Dishing Out A Strong Dose Of Reality

In uncertain times, it's easy for salespeople to play the 'blame game.' As a leader, your duty is to focus people on what they can control, to strip them of excuses they use as a 'loser's limp' to explain away their lack of achievement and to dish out a dose of reality that hits them between the eyes that they are accountable for their lack of success and for their lives, period. Use the following thoughts at your next meeting or during one-on-one coaching sessions to focus your people on results.

1. When you choose the behavior, you choose the consequences. In other words, what they sow, they reap.
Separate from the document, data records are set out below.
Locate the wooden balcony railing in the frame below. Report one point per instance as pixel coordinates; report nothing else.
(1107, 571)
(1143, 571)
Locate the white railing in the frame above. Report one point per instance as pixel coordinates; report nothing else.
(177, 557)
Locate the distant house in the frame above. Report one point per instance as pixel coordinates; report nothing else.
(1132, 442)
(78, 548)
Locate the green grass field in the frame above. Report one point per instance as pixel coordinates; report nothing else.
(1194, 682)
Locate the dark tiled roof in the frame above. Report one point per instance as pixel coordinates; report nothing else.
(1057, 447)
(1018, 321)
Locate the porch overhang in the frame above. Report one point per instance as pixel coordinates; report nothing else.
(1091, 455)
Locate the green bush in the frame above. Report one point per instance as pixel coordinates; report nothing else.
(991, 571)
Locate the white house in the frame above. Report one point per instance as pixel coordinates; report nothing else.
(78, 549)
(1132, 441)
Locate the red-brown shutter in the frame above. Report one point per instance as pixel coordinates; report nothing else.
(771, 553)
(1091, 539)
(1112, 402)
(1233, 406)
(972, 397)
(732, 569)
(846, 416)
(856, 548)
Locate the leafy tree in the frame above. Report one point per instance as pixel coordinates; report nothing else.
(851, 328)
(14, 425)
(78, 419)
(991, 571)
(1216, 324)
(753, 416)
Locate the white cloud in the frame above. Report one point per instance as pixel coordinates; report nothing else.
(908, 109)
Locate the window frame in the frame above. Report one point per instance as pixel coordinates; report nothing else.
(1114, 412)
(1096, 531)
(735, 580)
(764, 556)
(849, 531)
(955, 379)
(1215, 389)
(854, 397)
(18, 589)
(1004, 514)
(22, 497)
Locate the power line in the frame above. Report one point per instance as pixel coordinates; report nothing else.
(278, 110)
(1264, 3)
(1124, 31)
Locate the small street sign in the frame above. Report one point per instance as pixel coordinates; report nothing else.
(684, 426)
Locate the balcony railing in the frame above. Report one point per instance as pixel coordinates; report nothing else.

And the crop of sales they are reaping today is a reflection of seeds they've sown in past days, weeks and months in the following areas: developing skills, setting and confirming appointments, follow-up with working customers, follow-up with sold customers, asking for referrals every chance they get and prospecting for new customers. You might also point out the seeds they're sowing in those areas today will show up in their harvest in coming weeks and months. It's time they stop blaming bad luck, bad managers, 'flaky' customers and inventory shortages, and create the discipline to do the right thing every day so they earn the right consequences. The secret to success lies in their daily routine; and today is giving them a good readout of how well they did yesterday. Tomorrow will give a good readout of how they do today. They must accept responsibility for how their behavior creates their consequences, or they will misdiagnose and mistreat every problem in their career and life.

2. If what they're doing is not working, they must change it. Hitting two buckets of balls instead of one will not improve your golf game until you fix your swing. Thus, if your people are working long and hard but not getting results, it may be time to change their 'swing'. Remember: if at first you don't succeed, find out why before you try again.

3. People cannot be allowed to pretend they are not failing when they are. Sweeping your people's problems under a rug with hopes they go away or fix themselves is delusion. Pretending there is no problem is easier because people can go on feeling like they're not losers even though they're not getting what they want, but you cannot allow your people to live in this state of denial. Push their problems to center stage and deal with them. You must get your people to deal with what is really happening, not with what they wish were happening.

4. Does the person have a real strategy, or are they just stumbling through life reacting and improvising, hoping it all works out? Goal setting without a strategy is hallucination. Your people need to get real and form a strategy for their personal and work life. Goals with strategies create focus and increase persistence. People who make it big in life end up somewhere on purpose; they don't leave it to chance. These people are the ones with bold goals and real plans to get there. Shake your people into reality and stop letting them bob along, hands in pockets, taking whatever comes their way all the while, whining about what they don't have.

Your people must know in no uncertain terms, where they stand. You owe this to them. Teach them to accept responsibility for their actions, results and their life. Failure is not an accident. Hold them accountable. Get in their face with tough love, and teach that in your workplace, passengers are not permitted, only drivers.